Better or worse then yesterday? I'm nott sure but I don't think either one is bad. They both share a philosophy: The less you concentrate (while you make a painting) the more you will achieve. That has reached a high saturation in painting. Now let me get down from this ficus tree to get a better look, step, step, climb, ok. hmm. I'll put this one in the category of "Great Thrift Store Purchase"
Painter, thanks for this posting. I think this cat is one of the rare unique voices out there right now. This isn’t one of his better examples but between his “weird chick” subject matter, his cynical gouges at the shallow art world crowd and his sickeningly goopy paint handling he hits a cord that dozens of hot young New York artists are striving for. In the early to mid nineties he was doing large scaled pieces with big-eyed art-social-sycophants spouting meaningless blather in overhead bubbles. This might be “bad painting” but as apposed to Craum, this is “bad” with some kind of fetishistic personal urgency, rather than a contrived strategy, the best of “Bad”.
I'm ready for 'good'.
Maybe some of you haven't seen irl. He is one of my favs.
Nice piece at the top zip. I missed the connection between avalon sinking and painting though.
TENNYSONorangesI guess I dunno, whatever, where have all the flowers gone, far far away. J Alfred Prufrock, guilded cages, made beds, reaping, sewing...Gentlemen, he said,I don't need your organization, I can shine my own shoes, I can move my own mountains and I can mark my own cards.
I'd like to hear something beyond the formal on the Craun painting.
Wade that's kind of difficult because of the tight obedience to the photo source and in a way that lacks the political content of someone like Richter.

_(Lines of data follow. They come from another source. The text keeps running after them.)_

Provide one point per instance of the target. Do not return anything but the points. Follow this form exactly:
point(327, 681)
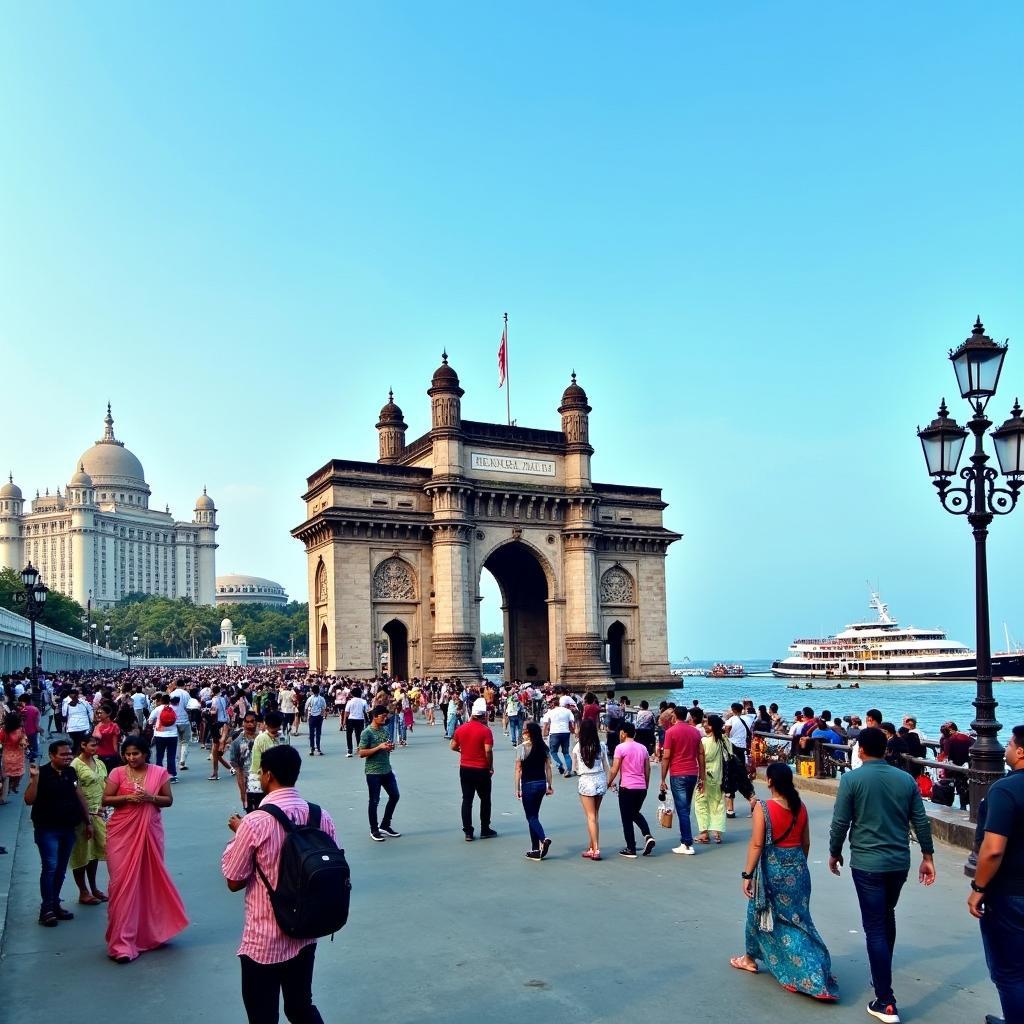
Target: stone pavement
point(452, 931)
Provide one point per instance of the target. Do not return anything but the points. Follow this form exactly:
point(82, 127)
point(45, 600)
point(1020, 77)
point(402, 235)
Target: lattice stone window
point(616, 587)
point(393, 581)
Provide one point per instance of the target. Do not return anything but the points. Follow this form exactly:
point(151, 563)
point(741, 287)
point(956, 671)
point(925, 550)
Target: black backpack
point(314, 885)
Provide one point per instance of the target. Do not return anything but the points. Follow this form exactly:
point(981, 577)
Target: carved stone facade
point(395, 551)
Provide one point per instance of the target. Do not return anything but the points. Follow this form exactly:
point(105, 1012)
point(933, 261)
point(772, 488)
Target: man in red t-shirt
point(475, 747)
point(683, 770)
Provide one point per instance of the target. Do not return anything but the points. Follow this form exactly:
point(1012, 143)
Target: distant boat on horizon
point(884, 649)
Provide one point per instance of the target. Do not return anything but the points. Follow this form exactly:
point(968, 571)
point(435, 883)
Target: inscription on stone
point(511, 464)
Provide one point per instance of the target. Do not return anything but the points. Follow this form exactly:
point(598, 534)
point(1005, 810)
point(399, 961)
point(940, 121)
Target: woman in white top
point(591, 764)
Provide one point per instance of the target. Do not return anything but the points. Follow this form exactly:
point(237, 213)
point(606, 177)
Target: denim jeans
point(315, 727)
point(560, 741)
point(167, 748)
point(389, 784)
point(878, 893)
point(1003, 937)
point(54, 853)
point(532, 795)
point(682, 794)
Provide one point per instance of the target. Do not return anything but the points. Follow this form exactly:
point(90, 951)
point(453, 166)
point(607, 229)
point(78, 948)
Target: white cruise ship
point(884, 649)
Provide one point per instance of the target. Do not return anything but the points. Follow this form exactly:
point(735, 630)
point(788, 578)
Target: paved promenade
point(451, 931)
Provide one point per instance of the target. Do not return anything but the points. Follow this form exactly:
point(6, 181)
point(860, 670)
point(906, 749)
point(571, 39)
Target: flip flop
point(737, 963)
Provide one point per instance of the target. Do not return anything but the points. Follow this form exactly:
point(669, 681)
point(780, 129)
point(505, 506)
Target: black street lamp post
point(34, 599)
point(978, 363)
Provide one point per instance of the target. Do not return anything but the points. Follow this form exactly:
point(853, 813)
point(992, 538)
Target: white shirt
point(737, 734)
point(558, 720)
point(355, 709)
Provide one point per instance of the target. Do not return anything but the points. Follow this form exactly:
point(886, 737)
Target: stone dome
point(391, 413)
point(81, 478)
point(10, 488)
point(444, 376)
point(573, 395)
point(110, 463)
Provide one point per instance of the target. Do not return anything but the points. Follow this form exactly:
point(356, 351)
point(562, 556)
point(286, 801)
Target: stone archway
point(397, 649)
point(525, 591)
point(616, 650)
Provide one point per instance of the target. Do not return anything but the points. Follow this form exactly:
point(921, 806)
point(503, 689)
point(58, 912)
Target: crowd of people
point(122, 740)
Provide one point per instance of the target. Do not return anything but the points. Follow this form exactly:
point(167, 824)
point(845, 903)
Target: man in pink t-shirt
point(632, 765)
point(683, 770)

tranny art informel collector
As a painter I love the contrasts. 10th Street touch and New York School in Barbie doll colors. Some parts are thick and knifed on like cake icing, or squeezed right from the tube, others are bare canvas with nothing but pencil line ala Twombly. There’s a sense of the incongruent, like putting eyeliner and blush on a drooling chancre. A patheticness of keeping up appearances, the “decorative” gone sleezie.
Painter has a sense of humor, with these posts.

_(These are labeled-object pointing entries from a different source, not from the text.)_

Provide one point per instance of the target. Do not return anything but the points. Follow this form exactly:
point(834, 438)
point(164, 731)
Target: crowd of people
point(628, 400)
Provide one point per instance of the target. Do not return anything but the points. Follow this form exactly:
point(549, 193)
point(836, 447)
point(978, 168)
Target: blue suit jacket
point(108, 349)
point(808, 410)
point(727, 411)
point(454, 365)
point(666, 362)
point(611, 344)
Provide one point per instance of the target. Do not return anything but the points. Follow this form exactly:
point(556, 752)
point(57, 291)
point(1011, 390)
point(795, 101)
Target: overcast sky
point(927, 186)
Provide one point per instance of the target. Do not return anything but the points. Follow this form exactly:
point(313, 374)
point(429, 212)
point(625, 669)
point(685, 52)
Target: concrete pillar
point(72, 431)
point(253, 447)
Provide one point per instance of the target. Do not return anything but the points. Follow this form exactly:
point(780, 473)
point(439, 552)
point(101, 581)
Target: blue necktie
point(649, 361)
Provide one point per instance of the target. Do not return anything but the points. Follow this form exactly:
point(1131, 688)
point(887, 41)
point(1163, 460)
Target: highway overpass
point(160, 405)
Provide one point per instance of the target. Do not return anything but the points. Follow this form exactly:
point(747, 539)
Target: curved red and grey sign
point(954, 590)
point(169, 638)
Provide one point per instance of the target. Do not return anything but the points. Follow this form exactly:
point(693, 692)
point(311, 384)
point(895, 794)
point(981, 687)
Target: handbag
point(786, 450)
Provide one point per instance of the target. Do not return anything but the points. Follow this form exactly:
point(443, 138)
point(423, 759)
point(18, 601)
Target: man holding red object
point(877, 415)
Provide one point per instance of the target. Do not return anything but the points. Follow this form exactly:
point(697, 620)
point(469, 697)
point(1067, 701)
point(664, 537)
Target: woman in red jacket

Well, I thought people liked the craun because its play on pop imagery...(assuming he painted like he did on purpose)...instead of an icon of commerce or of graphic arts its some retro detritus. Twisted, big and patterened it has a sense of emptiness and horror.To me its still ugly, and implies a bit of self-loathing. Like, O, our horriblie empty beast of a culture, this is all we have and this is what it looks like.May be totally off base, but seems as sentimental and morbidly romantic as anything posted. Peyton is hard in comparison.As for this, I like the scummy painting part, and that it doesn't take itself too seriously.
Wade, you’d asked if someone had an analysis of the Craum piece that wasn’t “Formal.” What kind of story would you like? What kind of “narrative” or background would make the painting better? Is it possible to have a crappy painting, not saying the Craum is, ( trying to be gentle) that a back-story would somehow make better? If this is true, perhaps we should be cultivating back-stories instead of paintings?